Kyoya Tsutsui, Hiroshi Suzuki, Osamu Shimoyoshi, Mito Sonohara, Kenzo Akagiri, Robert M. Heddle

Sony Corporate Research Laboratories

6-7-35 Kitashinagawa, Shinagawa-ku, Tokyo 141 Japan

Reprinted from the 93rd Audio Engineering Society Convention in San Fransisco, 1992 October 1-4 and 1)

ATRAC is an audio coding system based on psychoacoustic principles. The input signal is divided into three subbands which are then transformed into the frequency domain using a variable block length. Transform coefficients are grouped into nonuniform bands to reflect the human auditory system, and then quantized on the basis of dynamic sensitivity and masking characteristics. ATRAC compresses compact disc audio to approximately 1/5 of the original data rate with virtually no loss in sound quality.

Recently, there has been an increasing consumer demand for a portable recordable high-quality digital audio media. The MiniDisc system was developed to meet this demand. The MiniDisc is based on a 64 mm optical or magneto-optical disc which has approximately 1/5 of the data storage capacity of a standard compact disc. Despite the reduced storage capacity, it was necessary that the MiniDisc maintain high sound quality and a playing time of 74 minutes. The ATRAC (Adaptive Transform Acoustic Coding) data compression system was therefor designed to meet the following criteria:

  • Compression of 16-bit 44.1 kHz stereo audio into less than 1/5 of the original data rate with minimal reduction in sound quality.
  • Simple and inexpensive hardware implementation suitable for portable players and recorders.

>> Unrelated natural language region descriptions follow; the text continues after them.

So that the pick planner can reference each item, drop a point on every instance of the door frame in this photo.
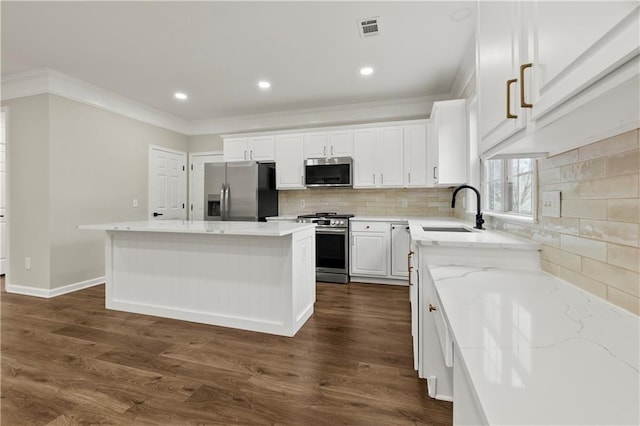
(191, 157)
(153, 148)
(5, 110)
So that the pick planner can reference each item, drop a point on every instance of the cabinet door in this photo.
(261, 149)
(415, 156)
(450, 133)
(369, 253)
(498, 39)
(365, 159)
(391, 157)
(316, 145)
(399, 250)
(575, 44)
(289, 159)
(236, 149)
(340, 143)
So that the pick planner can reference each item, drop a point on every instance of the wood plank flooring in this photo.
(69, 361)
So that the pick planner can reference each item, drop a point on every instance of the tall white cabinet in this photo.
(290, 161)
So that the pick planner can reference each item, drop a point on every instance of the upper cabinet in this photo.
(338, 143)
(261, 148)
(290, 162)
(378, 157)
(535, 58)
(415, 155)
(447, 150)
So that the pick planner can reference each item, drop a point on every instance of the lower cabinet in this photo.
(379, 252)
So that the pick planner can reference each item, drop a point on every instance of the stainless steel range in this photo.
(332, 245)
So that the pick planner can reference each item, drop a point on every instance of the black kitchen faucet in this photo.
(479, 219)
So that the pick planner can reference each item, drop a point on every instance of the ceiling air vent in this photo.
(369, 27)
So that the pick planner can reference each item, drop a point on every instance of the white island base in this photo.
(252, 276)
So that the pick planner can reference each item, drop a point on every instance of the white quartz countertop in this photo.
(384, 218)
(474, 238)
(267, 229)
(539, 350)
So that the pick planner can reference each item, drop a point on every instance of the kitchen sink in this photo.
(445, 229)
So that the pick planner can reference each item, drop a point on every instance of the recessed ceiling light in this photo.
(460, 14)
(366, 71)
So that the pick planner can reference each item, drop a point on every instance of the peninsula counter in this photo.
(250, 275)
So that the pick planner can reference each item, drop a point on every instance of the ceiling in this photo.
(216, 52)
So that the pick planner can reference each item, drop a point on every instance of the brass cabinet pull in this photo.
(509, 83)
(523, 103)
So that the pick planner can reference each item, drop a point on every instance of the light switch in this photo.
(551, 204)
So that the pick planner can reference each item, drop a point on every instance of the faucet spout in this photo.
(479, 219)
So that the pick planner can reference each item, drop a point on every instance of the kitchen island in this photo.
(250, 275)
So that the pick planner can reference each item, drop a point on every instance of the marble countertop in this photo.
(266, 229)
(539, 350)
(474, 238)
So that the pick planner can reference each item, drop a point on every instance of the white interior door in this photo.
(167, 184)
(196, 181)
(3, 196)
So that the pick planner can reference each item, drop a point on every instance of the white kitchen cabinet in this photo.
(316, 145)
(447, 156)
(536, 58)
(340, 143)
(260, 148)
(369, 248)
(415, 155)
(573, 44)
(399, 250)
(290, 162)
(499, 55)
(378, 156)
(336, 143)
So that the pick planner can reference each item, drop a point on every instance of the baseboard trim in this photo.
(49, 293)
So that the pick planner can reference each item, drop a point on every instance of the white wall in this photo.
(28, 207)
(91, 166)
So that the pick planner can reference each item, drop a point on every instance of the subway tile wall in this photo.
(370, 202)
(595, 244)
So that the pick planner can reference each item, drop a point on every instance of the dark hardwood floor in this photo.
(69, 361)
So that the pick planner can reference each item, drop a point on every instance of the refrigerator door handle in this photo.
(222, 202)
(227, 202)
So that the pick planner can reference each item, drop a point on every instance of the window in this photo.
(509, 186)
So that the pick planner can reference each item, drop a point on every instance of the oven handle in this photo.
(331, 231)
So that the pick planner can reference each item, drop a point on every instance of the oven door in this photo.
(332, 253)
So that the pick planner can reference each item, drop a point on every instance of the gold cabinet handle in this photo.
(523, 103)
(509, 83)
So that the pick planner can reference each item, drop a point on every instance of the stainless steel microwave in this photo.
(329, 172)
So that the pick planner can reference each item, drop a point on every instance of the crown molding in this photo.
(45, 80)
(398, 109)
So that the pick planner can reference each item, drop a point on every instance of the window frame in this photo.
(505, 180)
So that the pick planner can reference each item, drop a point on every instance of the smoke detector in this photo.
(369, 27)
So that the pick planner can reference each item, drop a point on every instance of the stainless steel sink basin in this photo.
(445, 229)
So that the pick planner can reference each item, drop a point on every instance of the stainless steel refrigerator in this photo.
(244, 191)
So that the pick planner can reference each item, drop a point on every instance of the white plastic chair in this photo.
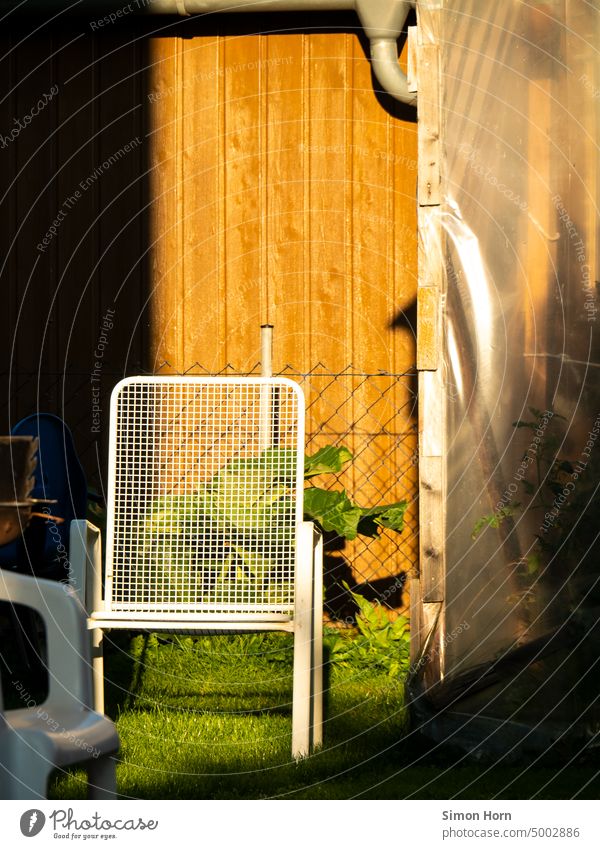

When digital audio data is compressed, there is normally a certain amount of quantization noise introduced into the signal. The goal of many audio coding systems [1-6] is to control the time-frequency distribution of this noise in such a way as to render it inaudible to the human ear. If this is completely successful, the reconstructed signal will be indistinguishable from the original.

In general, audio coders operate by decomposing the signal into a set of units, each corresponding to a certain range in time and frequency. Using this time-frequency distribution, the signal is analyzed according to psychoacoustic principles. This analysis indicates which units are critical and must be coded with high precision, and which units are less sensitive and can tolerate some quantization noise without degrading the perceived sound quality. Based on this information, the available bits are allocated to the time-frequency units. The spectral coefficients in each unit are then quantized using the allocated bits. In the decoder, the quantized spectra are reconstructed according to the bit allocation and then synthesized into an audio signal.

The ATRAC system operates as above, with several enhancements. ATRAC uses psychoacoustics not only in the bit allocation algorithm, but also in the time-frequency splitting. Using a combination of subband coding and transform coding techniques, the input signal is analyzed in nonuniform frequency divisions which emphasize the important low-frequency regions. In addition, ATRAC uses a transform block length which adapts to the input signal. This ensures efficient coding of stationary passages without sacrificing time resolution during transient passages.

This paper begins with a review of the relevant psychoacoustic principles. The ATRAC encoder is then described in terms of time-frequency splitting, quantization of spectral coefficients, and bit allocation. Finally, the ATRAC decoder is described.

2.1 Equi-loudness Curves

The sensitivity of the ear varies with frequency. The ear is most sensitive to frequencies in the neighbourhood of 4 kHz; sound pressure levels which are just detectable at 4 kHz are not detectable at other frequencies. In general, two tones of equal power but different frequency will not sound equally loud. The perceived loudness of a sound may be expressed in sones, where 1 sone is defined as the loudness of a 40 dB tone at 1 kHz. Equi-loudness curves at several loudness levels are shown in Figure 1. The curve labeled “hearing threshold in quiet” indicates the minimum level (by definition, 0 sone) at which the ear can detect a tone at a given frequency. Figure 1 These curves indicate that the ear is more sensitive at some frequencies than it is at others. Distortion at insensitive frequencies will be less audible than at sensitive frequencies.

2.2 Masking

Masking [7] occurs when one sound is rendered inaudible by another. Simultaneous masking occurs when the two sounds occur at the same time, such as when a conversation (the masked signal) is rendered inaudible by a passing train (the masker). Backward masking occurs when the masked signal ends before the masker begins; forward masking occurs when the masked signal begins after the masker has ended.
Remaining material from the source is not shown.